One thing is for sure: Lazarus was really dead. Jesus weeps over him and is greatly troubled. Martha is more explicit. Prior to the stone being rolled away she said, “already there is a stench because he has been dead four days” (v. 39). Resurrection in John is not a metaphor: This is a bodily resurrection. As the Word created life at the beginning of time, the Word can re-create life even four days after death. The kingdom becomes present in Jesus. Death, the enemy, has already lost its sting. Though we will experience the earthly deaths of people we love and thus grieve, we do not grieve as “those who have no hope” (1 Thessalonians 4:13). No, the Word commands Lazarus to come out. And he does, now, in the present. Jesus is the great “I am.”

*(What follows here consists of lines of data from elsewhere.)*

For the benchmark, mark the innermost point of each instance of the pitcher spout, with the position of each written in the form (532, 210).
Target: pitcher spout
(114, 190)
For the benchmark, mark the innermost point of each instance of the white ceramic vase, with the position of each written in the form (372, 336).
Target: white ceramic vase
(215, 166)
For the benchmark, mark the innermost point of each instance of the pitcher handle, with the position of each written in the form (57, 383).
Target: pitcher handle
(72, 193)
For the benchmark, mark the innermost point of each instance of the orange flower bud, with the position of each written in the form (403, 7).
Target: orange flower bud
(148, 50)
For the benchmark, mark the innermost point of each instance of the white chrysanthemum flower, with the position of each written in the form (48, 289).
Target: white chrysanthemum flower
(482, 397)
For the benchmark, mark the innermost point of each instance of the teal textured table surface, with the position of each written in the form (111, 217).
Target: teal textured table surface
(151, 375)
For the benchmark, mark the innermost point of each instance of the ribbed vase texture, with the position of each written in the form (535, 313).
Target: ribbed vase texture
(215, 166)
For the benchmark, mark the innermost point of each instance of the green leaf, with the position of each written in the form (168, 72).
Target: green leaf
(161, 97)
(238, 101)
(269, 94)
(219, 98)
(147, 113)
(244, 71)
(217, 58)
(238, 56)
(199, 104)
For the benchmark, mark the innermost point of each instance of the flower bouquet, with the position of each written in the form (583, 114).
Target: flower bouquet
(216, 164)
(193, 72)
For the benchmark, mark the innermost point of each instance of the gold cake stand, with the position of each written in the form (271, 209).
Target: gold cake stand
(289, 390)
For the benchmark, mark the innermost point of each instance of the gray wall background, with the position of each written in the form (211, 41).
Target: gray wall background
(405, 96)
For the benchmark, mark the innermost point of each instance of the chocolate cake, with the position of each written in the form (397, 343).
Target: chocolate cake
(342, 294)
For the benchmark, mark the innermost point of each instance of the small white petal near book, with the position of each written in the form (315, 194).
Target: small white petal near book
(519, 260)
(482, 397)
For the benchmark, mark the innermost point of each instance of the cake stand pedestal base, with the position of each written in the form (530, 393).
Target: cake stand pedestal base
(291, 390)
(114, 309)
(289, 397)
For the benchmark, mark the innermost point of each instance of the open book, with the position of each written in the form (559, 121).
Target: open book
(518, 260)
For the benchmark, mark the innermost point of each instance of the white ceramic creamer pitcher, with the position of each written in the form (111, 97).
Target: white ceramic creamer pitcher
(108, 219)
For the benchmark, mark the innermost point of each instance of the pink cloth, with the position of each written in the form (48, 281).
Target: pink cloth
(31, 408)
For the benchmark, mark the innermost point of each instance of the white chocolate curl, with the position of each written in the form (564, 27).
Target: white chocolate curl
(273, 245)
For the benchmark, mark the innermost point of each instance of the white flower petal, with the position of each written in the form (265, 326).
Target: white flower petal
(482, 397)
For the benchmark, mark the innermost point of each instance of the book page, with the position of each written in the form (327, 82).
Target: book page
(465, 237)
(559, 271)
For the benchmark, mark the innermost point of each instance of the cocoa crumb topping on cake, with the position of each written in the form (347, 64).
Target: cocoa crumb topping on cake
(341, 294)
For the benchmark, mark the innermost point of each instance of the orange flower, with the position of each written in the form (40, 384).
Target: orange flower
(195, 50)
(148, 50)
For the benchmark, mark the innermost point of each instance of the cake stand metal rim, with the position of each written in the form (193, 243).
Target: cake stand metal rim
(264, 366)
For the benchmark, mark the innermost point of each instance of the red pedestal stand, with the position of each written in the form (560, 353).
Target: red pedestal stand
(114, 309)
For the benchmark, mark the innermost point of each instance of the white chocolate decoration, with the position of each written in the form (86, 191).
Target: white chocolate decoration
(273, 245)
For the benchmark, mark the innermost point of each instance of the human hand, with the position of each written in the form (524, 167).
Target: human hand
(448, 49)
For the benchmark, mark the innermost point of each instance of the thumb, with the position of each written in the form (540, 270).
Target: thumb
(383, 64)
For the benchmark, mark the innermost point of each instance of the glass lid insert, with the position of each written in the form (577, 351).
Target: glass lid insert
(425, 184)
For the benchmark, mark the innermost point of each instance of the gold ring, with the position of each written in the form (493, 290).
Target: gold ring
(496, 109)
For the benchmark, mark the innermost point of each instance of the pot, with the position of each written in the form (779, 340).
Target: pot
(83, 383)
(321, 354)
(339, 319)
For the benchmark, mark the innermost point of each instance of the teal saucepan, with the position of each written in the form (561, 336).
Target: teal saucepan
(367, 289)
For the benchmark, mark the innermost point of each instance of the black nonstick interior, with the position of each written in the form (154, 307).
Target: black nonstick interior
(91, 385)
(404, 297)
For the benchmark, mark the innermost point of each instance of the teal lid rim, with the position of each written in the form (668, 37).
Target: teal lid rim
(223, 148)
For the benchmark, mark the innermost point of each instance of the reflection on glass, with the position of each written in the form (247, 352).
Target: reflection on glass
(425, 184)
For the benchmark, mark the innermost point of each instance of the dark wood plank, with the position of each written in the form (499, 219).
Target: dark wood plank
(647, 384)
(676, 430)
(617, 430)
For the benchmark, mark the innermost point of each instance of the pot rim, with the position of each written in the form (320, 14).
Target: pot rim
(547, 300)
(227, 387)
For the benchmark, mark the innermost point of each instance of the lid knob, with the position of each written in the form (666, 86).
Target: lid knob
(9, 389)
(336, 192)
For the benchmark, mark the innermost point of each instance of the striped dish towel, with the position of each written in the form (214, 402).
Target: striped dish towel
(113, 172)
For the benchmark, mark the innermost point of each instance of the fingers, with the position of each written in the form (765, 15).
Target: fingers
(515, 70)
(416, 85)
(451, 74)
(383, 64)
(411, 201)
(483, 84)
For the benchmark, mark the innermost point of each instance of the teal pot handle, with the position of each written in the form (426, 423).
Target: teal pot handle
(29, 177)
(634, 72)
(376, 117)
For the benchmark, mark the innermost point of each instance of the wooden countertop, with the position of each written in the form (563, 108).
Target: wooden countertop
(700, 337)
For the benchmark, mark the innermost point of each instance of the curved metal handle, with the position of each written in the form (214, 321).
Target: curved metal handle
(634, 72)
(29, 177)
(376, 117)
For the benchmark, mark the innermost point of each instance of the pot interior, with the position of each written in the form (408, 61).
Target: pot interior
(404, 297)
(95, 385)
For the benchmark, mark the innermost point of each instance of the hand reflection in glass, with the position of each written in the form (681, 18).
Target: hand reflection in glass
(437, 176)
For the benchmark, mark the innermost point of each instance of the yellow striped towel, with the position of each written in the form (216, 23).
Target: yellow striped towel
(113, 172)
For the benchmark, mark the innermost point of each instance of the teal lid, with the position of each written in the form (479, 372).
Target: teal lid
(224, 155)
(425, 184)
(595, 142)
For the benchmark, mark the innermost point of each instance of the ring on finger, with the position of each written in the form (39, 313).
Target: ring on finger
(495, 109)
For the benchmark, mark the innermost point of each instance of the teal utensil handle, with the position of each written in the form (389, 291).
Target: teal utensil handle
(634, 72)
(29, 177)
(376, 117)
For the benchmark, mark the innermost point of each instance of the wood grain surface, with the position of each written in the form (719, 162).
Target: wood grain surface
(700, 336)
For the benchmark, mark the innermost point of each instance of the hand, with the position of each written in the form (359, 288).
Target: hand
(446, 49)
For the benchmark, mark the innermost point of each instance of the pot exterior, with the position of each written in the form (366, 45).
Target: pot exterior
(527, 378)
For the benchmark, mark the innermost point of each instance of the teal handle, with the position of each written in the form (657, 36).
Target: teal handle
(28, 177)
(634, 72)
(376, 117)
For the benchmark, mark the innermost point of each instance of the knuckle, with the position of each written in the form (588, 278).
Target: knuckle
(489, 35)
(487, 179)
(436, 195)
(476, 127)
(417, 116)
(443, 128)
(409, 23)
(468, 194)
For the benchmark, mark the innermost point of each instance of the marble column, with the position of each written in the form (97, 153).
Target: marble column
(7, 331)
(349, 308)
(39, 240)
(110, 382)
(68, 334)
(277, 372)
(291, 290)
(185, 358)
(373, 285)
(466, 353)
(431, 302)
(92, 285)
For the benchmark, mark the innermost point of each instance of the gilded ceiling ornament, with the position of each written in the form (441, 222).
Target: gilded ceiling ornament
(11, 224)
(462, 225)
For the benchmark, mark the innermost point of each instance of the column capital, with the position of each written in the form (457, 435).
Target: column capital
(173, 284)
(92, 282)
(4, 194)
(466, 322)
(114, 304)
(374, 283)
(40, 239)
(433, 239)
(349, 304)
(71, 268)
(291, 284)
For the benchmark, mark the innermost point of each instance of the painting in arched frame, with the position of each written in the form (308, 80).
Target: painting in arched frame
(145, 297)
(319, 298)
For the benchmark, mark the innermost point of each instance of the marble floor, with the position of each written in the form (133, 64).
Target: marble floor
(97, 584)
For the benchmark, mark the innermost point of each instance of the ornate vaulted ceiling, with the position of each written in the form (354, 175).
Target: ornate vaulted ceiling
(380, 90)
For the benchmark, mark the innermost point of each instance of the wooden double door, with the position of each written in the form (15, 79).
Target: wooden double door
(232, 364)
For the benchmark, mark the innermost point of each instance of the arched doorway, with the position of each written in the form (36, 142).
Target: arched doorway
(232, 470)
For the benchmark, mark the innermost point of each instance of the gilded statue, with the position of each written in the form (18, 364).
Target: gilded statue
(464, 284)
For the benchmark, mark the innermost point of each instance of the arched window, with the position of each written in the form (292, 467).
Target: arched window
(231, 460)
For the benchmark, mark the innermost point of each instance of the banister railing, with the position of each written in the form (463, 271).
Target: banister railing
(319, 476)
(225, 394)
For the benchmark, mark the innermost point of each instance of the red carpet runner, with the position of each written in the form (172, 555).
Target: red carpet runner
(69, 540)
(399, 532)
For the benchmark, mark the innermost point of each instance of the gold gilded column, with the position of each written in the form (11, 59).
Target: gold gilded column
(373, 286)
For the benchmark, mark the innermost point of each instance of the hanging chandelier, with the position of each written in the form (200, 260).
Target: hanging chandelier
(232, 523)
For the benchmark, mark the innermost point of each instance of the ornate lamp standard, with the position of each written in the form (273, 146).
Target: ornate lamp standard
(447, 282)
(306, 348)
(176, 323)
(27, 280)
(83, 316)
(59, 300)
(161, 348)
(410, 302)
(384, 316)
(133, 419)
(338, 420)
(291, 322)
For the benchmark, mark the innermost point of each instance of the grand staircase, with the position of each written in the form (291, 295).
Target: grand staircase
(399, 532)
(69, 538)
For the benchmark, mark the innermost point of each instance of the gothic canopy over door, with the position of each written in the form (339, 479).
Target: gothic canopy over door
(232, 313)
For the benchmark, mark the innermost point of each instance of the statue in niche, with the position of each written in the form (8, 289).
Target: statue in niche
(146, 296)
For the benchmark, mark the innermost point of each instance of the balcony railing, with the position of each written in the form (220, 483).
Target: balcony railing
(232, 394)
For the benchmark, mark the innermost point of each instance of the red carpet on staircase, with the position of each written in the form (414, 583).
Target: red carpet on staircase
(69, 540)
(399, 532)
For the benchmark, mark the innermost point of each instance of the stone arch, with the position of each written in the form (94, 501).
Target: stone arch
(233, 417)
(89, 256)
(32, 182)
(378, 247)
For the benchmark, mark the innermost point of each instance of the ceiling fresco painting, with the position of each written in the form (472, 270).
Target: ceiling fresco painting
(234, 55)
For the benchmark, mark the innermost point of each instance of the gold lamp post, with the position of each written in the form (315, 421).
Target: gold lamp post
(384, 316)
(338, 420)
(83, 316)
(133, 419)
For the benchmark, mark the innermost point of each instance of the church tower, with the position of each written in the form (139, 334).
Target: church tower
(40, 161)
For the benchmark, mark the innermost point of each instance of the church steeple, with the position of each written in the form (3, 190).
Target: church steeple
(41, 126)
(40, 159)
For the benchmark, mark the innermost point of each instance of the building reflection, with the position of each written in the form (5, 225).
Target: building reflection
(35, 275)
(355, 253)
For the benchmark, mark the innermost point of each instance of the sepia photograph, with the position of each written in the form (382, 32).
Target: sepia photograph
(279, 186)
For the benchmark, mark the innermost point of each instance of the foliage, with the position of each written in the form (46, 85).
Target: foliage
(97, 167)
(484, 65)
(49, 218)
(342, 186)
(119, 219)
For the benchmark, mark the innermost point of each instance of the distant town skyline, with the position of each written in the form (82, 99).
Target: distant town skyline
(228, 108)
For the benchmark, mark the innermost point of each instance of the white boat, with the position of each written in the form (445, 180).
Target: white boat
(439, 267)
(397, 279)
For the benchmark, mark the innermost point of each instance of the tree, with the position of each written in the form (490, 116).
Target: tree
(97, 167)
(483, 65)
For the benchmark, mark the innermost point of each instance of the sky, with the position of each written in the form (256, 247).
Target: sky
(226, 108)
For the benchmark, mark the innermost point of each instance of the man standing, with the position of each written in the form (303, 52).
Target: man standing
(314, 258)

Unbind him, and let him go
To say resurrection is not a metaphor does not mean it cannot take on metaphorical dimensions. What persons and communities have we given up on and counted as dead? Whom do we try to keep tied up and bound so that we no longer have to deal with their wounds or hurts, and the stench they cause? Why does the church of Jesus Christ continue to bow down to the powers of death, both at the grave and in our government, in church and in state? Jesus, the Word, shouts out: “Unbind him, and let him go” (v. 44). Wow! First, we had the resurrection of an individual. Now we have the creation of a new kind of community.
Which command of Jesus is the greatest in this passage — the first or the second?